Is it safe to say HBO Max’s Velma exists in a different continuity than all the past entries in the Scooby-Doo Universe combined? Although there are some references to the canon and an homage to other Hanna Barbera cartoons, it’s tough to say. At least the respect for everything Frank Welker did for this series (he voiced Scooby and Fred) is acknowledged, but I honestly do not think this inclusion is meaningful.
Not even George Jetson reference warrents a laugh. But to be fair, I’m giving my evaluation after watching the first six episodes. One missing factor is in how the main characters do not really respect each other at the start. There seems to be a rivalry between Daphne and Velma, which gets worked out later. Elsewhere, just why Norville matters is put into a strange place, and as for why Fred is a haspin needs a better explanation. They know each other mostly because they’re the same graduating class at Crystal Cove High. Just how they clicked to become a team still hasn’t happened yet.
This entry to this franchise is simply odd. Just because the title uses the same font as the Scooby Doo cartoons implies some relationship, it’s just an odd duck out. As for this group of teenagers to work as a team, it might manifest in the remaining episodes. Shaggy might adopt a dog, but maybe this canine was in his imagination all along. Fandom recognises him as a drug addict and as for that canine; perhaps we’ve been interpreting those past series through his eyes all this time!
The surprise does arrive in episode six, where it tries to connect with what’s familiar from the canon. As for whether fans will like it, I suspect not. Myself, what’s realised is a post-modern look back at the late 60s. It’s crazy, and will ruffle more than a few feathers for those who love Hanna Barbera cartoons for what it truly is, light-hearted animation rather than something ala Family Guy.
This series is made for today’s generation of idealists rather than long-time adult fans. It doesn’t offer anything new. Not even the first two episodes and latest (“The Sins of Some of the Fathers and Some of the Mothers”) deliver chuckle worthy meta moments concerning the differences between itself and other series. The in-jokes are recognisable and even I groaned as it had no relevance to what the narrative is trying to push. This series tries too hard to be like Twin Peaks.
But as for Velma, she’s more of a detective than anyone else. And in her childhood years, her desire for finding answers to mysteries gets a hard knock on the head when her mother goes missing because she found a gift to her that she shouldn’t have.
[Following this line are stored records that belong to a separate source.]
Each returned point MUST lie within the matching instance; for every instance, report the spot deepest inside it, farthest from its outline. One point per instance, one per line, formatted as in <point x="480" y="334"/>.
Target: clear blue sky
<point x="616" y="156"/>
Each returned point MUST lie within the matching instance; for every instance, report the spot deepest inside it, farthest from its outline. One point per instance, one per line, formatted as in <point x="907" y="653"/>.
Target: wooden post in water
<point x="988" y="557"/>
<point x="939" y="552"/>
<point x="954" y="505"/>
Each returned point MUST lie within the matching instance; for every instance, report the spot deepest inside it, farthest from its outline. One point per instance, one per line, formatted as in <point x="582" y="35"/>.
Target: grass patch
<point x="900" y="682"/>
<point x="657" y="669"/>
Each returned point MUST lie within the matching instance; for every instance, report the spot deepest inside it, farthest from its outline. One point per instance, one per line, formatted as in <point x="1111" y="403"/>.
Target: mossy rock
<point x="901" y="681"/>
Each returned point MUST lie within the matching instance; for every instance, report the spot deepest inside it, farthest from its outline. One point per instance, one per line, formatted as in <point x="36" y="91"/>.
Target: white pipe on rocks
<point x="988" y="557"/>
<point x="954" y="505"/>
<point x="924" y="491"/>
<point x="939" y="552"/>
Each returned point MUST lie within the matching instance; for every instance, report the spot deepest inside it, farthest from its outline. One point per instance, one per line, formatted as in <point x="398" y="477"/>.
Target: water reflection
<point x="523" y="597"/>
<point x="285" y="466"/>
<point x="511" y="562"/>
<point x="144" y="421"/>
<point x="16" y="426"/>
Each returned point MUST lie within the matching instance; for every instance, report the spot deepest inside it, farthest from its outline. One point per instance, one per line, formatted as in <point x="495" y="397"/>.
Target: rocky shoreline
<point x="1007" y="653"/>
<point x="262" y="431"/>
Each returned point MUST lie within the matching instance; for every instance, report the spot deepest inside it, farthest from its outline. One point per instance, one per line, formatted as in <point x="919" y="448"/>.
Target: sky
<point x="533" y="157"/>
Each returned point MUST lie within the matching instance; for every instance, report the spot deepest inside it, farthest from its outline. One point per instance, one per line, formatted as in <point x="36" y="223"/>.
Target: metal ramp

Mom went out to get something new but never came home. For some odd reason, I’m thinking the answers will align more with the television show, The Hardy Boys, where they search for why their mama “went missing.” While we know what happened in this series, what’s here is still debatable. Did she walk out on the family or was she kidnapped?
Although we get some great development concerning who this gang’s parents are, akin to Mystery Incorporated (2010-13), that’s not enough to carry the series. Also, the new character designs aren’t all that good. That is, Shaggy isn’t the hipster we all know and love. Based on a recent post at CBR.com concerning discarded concepts, I think I’d like the buff take over this version. So far, the approach is like HBO Max’s Harley Quinn, which I find is a far superior product when compared to this. The narrative blows, detailed nuances to current counter culture may work for the few, but I’m with the majority to say this series is a misfire.
I’ll keep watching just because I am curious about the grander plot concerning the Crystal Cove mines and why it’s important to the citizens of this town. But after that, I’ll go back to watching Scooby-Doo Where Are You and Trick or Treat Scooby-Doo to cleanse my palette.